# coding=utf-8
# Copyright 2024 The Language Tale Authors.
#
# Licensed under the Apache License, Version 2.0 (the "License");
# you may not use this file except in compliance with the License.
# You may obtain a copy of the License at
#
#     http://www.apache.org/licenses/LICENSE-2.0
#
# Unless required by applicable law or agreed to in writing, software
# distributed under the License is distributed on an "AS IS" BASIS,
# WITHOUT WARRANTIES OR CONDITIONS OF ANY KIND, either express or implied.
# See the License for the specific language governing permissions and
# limitations under the License.

"""Gets observation and action normalizers from data."""

from absl import logging
import numpy as np
import tensorflow as tf
from tf_agents.utils import tensor_normalizer

import tqdm

EPS = np.finfo(np.float32).eps


class ChanRunningStatistics:
  """Implements Chan's algorithm.

  For more details, see the parallel algorithm of Chan et al. at:
  https://en.wikipedia.org/wiki/Algorithms_for_calculating_variance#Parallel_algorithm
  """

  def __init__(self, initial_mean):
    self._n = 0
    if len(initial_mean.shape) > 1:
      self._mean = initial_mean[0, 0, :] * 0
    else:
      self._mean = initial_mean * 0
    self._m2 = 0
    self._m2_b_c = 0

  def update_running_statistics(self, sample):
    """Applies Chan's update rule to the running statistics."""
    sample_n = 1

    if len(sample.shape) > 1:
      # Compute statistics for last dim only.
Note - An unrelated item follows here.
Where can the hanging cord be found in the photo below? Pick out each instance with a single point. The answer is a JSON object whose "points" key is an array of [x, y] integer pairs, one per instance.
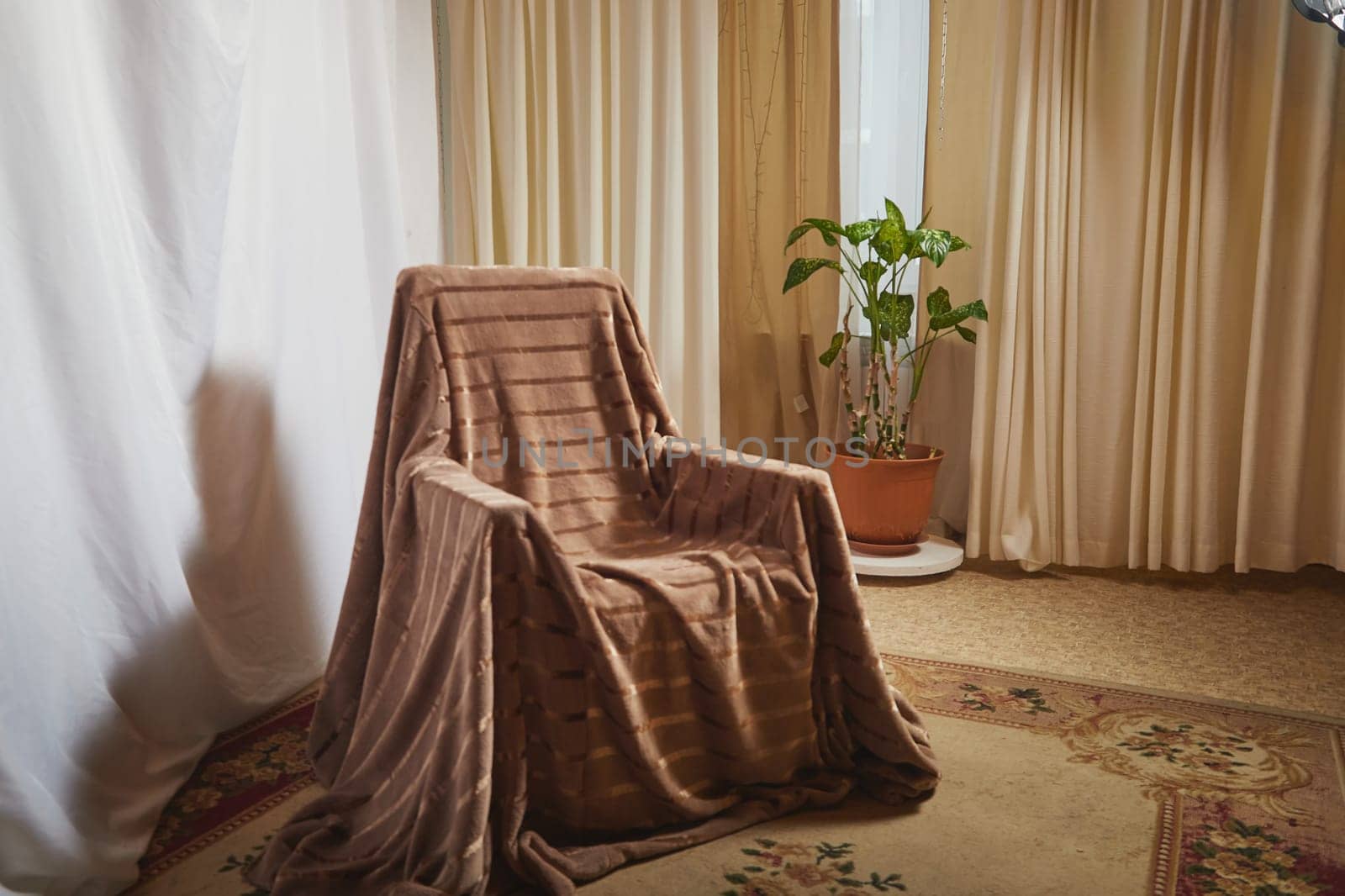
{"points": [[943, 67]]}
Reshape to turn other dims into
      # batch dim.
      sample = np.reshape(sample, [-1, sample.shape[-1]])
      sample_n = sample.shape[0]

      avg_sample, var_sample = tf.nn.moments(
          tf.convert_to_tensor(sample), axes=[0])
      avg_sample = avg_sample.numpy()
      var_sample = var_sample.numpy()
      m2_sample = var_sample * sample_n

    else:
      avg_sample = sample
      m2_sample = 0.0

    self._n, self._mean, self._m2, self._m2_b_c = (
        tensor_normalizer.parallel_variance_calculation(
            sample_n,
            avg_sample,
            m2_sample,
            self._n,
            self._mean,
            self._m2,
            self._m2_b_c,
        ))

  @property
  def mean(self):
    return self._mean

  @property
  def std(self):
    return np.sqrt(self.variance)

  @property
  def variance(self):
    return self._m2 / self._n

  @property
  def n(self):
    return self._n


def _action_update(action, min_action, max_action):
  """Updates the action statistics."""
  action = action.numpy()

  # Adding a batch dimension so that numpy can do per-dimension min
  action = action[None, Ellipsis]
  if min_action is None:
    min_action = action.min(axis=0)
    max_action = action.max(axis=0)
  else:
    min_action = np.minimum(min_action, action.min(axis=0))
    max_action = np.maximum(max_action, action.max(axis=0))

  return min_action, max_action


def compute_dataset_statistics(dataset,
                               num_samples,
                               nested_obs=True,
                               nested_actions=False):
  """Uses Chan's algorithm to compute mean, std in a single pass.

  Load from a checkpoint if this has already been computed.

  Args:
    dataset: Dataset to compute statistics on. Should return batches of (obs,
      action) tuples. If `nested` is not True obs, and actions should be
      flattened first.
    num_samples: Number of samples to take from the dataset.
    nested_obs: If True generates a nest of norm layers matching the obs
      structures.
    nested_actions: If True generates a nest of norm layers matching the action
      structures.

  Returns:
    obs_norm_layer, per-dimension normalizer to 0-mean, unit-variance
    act_norm_layer, per-dimension normalizer to 0-mean, unit-variance
    min_action, shape [dim_A], per-dimension max actions in dataset
    max_action, shape [dim_A], per-dimension min actions in dataset
  """

  obs_statistics = None
  act_statistics = None
  min_actions = None
  max_actions = None

  logging.info("Computing new normalization info.")
  obs_statistics = None
  act_statistics = None

  with tqdm.tqdm(
      desc="Computing Dataset Statistics", total=num_samples) as progress_bar:
    observation = None
    action = None

    for element in dataset.unbatch().take(num_samples):
      observation = element["observation"]
      action = element["action"]
      flat_obs = tf.nest.flatten(observation)
      flat_actions = tf.nest.flatten(action)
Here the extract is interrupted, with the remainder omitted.